A custom dictionary is usually the better choice when:

- domain-specific vocabulary materially affects stemming quality,
- lexical coverage must be controlled more precisely,
- a stronger language resource is available than the bundled baseline,
- native-script support is needed beyond the currently bundled resources.

Typical examples include:

- technical terminology,
- biomedical language,
- legal or financial vocabulary,
- organization-specific product and process names,
- language resources maintained in native scripts.

## Production recommendation

For production systems, the most robust workflow is usually:

1. start from a bundled dictionary when it is suitable,
2. extend it with domain-specific forms if needed,
3. compile or rebuild it into a binary `.radixor.gz` artifact,
4. deploy that compiled artifact,
5. load it at runtime using `loadBinary(...)`.

This avoids repeated startup parsing and makes the deployed stemming behavior explicit and versionable.

## Example refinement workflow

```java
import java.io.IOException;
import java.nio.file.Path;

import org.egothor.stemmer.FrequencyTrie;
import org.egothor.stemmer.FrequencyTrieBuilders;
import org.egothor.stemmer.ReductionMode;
import org.egothor.stemmer.ReductionSettings;
import org.egothor.stemmer.StemmerPatchTrieBinaryIO;
import org.egothor.stemmer.StemmerPatchTrieLoader;

public final class BundledRefinementExample {

    private BundledRefinementExample() {
        throw new AssertionError("No instances.");
    }

    public static void main(final String[] arguments) throws IOException {
        final FrequencyTrie<String> base = StemmerPatchTrieLoader.load(
                StemmerPatchTrieLoader.Language.US_UK_PROFI,
                true,
                ReductionMode.MERGE_SUBTREES_WITH_EQUIVALENT_RANKED_GET_ALL_RESULTS);

        final FrequencyTrie.Builder<String> builder = FrequencyTrieBuilders.copyOf(
                base,
                String[]::new,
                ReductionSettings.withDefaults(
                        ReductionMode.MERGE_SUBTREES_WITH_EQUIVALENT_RANKED_GET_ALL_RESULTS));

        builder.put("microservices", "Na");

        final FrequencyTrie<String> compiled = builder.build();

        StemmerPatchTrieBinaryIO.write(compiled, Path.of("english-custom.radixor.gz"));
    }
}
```

## Extending language support

The built-in set is intentionally a practical baseline rather than a closed catalog. High-quality dictionaries for additional languages, improved language coverage, and stronger native-script resources are all natural extension paths for the project.

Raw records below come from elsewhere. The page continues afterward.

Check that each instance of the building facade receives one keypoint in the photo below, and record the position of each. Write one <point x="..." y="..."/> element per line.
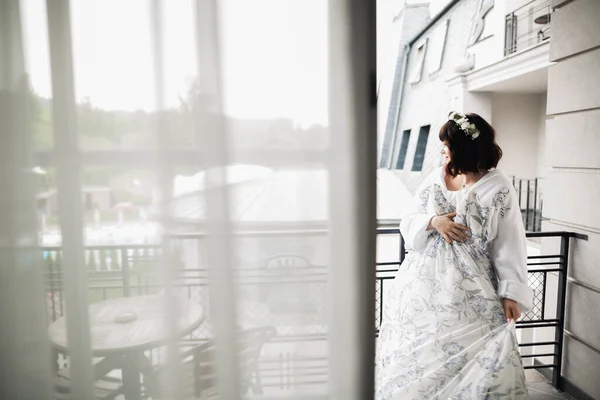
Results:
<point x="532" y="69"/>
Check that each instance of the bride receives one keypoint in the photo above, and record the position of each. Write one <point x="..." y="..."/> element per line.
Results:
<point x="448" y="329"/>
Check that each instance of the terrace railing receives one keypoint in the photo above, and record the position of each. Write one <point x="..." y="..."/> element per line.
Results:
<point x="129" y="270"/>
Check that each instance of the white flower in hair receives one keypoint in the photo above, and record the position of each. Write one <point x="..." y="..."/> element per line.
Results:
<point x="464" y="124"/>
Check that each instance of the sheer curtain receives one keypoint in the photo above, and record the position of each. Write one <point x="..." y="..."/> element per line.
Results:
<point x="188" y="199"/>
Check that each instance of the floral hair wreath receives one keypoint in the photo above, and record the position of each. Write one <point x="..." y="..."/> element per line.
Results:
<point x="464" y="124"/>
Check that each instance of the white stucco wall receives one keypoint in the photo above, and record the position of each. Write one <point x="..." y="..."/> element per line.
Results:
<point x="428" y="101"/>
<point x="573" y="182"/>
<point x="517" y="119"/>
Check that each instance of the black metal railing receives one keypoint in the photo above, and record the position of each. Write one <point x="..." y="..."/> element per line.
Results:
<point x="130" y="270"/>
<point x="527" y="26"/>
<point x="531" y="202"/>
<point x="548" y="279"/>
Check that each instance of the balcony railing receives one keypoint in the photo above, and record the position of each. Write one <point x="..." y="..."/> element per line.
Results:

What matters most is not only the number of entries, but the quality, consistency, and operational usefulness of the lexical resource being added.

## Next steps

- [Quick start](quick-start.md)
- [Dictionary format](dictionary-format.md)
- [CLI compilation](cli-compilation.md)
- [Programmatic usage](programmatic-usage.md)

## Summary

Radixor’s built-in language support provides immediate usability, practical default dictionaries, and a strong starting point for custom refinement. The current bundled resources follow a pragmatic normalization convention, while the underlying architecture remains well suited to richer language resources and future extensions.